Seems obvious that the editorial writer(s) will deny that they had actual knowledge of the prior Times articles, but if they testify that they didn’t even bother to do a quick computer search of their own paper’s prior articles on Palin and the Tucson shootings before writing the editorial blaming her, then surely the jury could make a reasonable inference of actual malice from that admission. They didn’t bother to check because they didn’t care whether their editorial was factually accurate or not; they just wanted to slander Palin.

Get ready for,

“I can’t remember”

“Not that I can recall”

“It was so long ago I’ve forgotten what I did in preparing the editorial”

“My notes are no longer in existence. I routinely cull my files”

And so forth.

    Hillary Clinton is not on trial here.

    Yet.

    Observer in reply to pfg. | August 10, 2017 at 7:38 pm

    Sure, but computer memories are not as faulty (or as malleable) as human memories. If the writers did conduct a search before writing the editorial, there would be a dated record of that search in the Times’ computer. And if they did search the prior articles, and wrote the editorial blaming Palin anyway, then they had actual knowledge of the falsity of the libelous statement in the editorial, and that’s actual malice.

    On the other hand, if they didn’t bother to search the Times’ prior articles on the shootings before writing the editorial blaming Palin, then Palin can argue that that failure demonstrates a reckless disregard for the truth or falsity of the libelous statement.

    Either way, it should be enough to avoid a 12-b-6 dismissal.

It should not be lost on readers that if the Times succeeds it will be because they convince the court that they are not malicious, just incompetent; this from the country’s Newspaper Of Record.

    Arminius in reply to harkin. | August 10, 2017 at 8:05 pm

    As I said earlier, they just have to claim their editorial board doesn’t even read their own newspaper and they don’t have the “layers and layers” of fact checkers they have claimed in the past makes them more reliable than bloggers.
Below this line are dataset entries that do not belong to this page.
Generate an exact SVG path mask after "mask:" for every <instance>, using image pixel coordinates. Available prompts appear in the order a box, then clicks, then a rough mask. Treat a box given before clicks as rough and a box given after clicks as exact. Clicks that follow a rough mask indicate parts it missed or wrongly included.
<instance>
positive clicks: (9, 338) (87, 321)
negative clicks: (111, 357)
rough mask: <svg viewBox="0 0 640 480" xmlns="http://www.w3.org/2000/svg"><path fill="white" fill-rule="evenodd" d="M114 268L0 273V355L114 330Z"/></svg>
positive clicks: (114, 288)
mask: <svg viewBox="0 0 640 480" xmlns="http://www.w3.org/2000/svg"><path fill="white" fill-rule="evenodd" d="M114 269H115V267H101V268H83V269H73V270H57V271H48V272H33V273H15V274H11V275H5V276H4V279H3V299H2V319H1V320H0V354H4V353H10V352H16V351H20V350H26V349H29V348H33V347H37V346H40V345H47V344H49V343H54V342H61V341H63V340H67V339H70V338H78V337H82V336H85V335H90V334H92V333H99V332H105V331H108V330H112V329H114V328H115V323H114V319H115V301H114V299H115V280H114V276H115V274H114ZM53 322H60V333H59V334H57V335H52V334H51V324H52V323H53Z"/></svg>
    Bloggers couldn’t get away with arguing they’re too large a corporate entity for the editorial board to possibly know what the hell is going on in other parts of the building. Not sure, but that admission could be just as valuable as winning a lawsuit outright.

“If you don’t read the newspaper, you’re uninformed. If you read the newspaper, you’re mis-informed.”

Mark Twain

So if they are factcheckers (but of course, this hit-smear had nothing to do with checking any facts) & this got thru anyway, seems to me they’d have some kind of chain of emails to prove they valiantly fact-checked this piece. And if not, then, that’d be worth something, wouldn’t it? Smear by neglect or something? Smear by opinion?

If Judge Rakoff can’t dismiss on the papers, shouldn’t he let it go to full trial and allow Palin to get their testimony in that setting?

I’m not exactly sure how this helps. Can’t the editorial writers plead ignorance of what their own newspaper has published? There is a popular meme that Palin ‘targeted’ Giffords but that doesn’t make it true. The same could be said for claiming Palin could see Russia from her porch. Tina Fey said that in a skit about Palin yet some people seem to think Palin said it. Can the writers claim that a common misperception is not slander?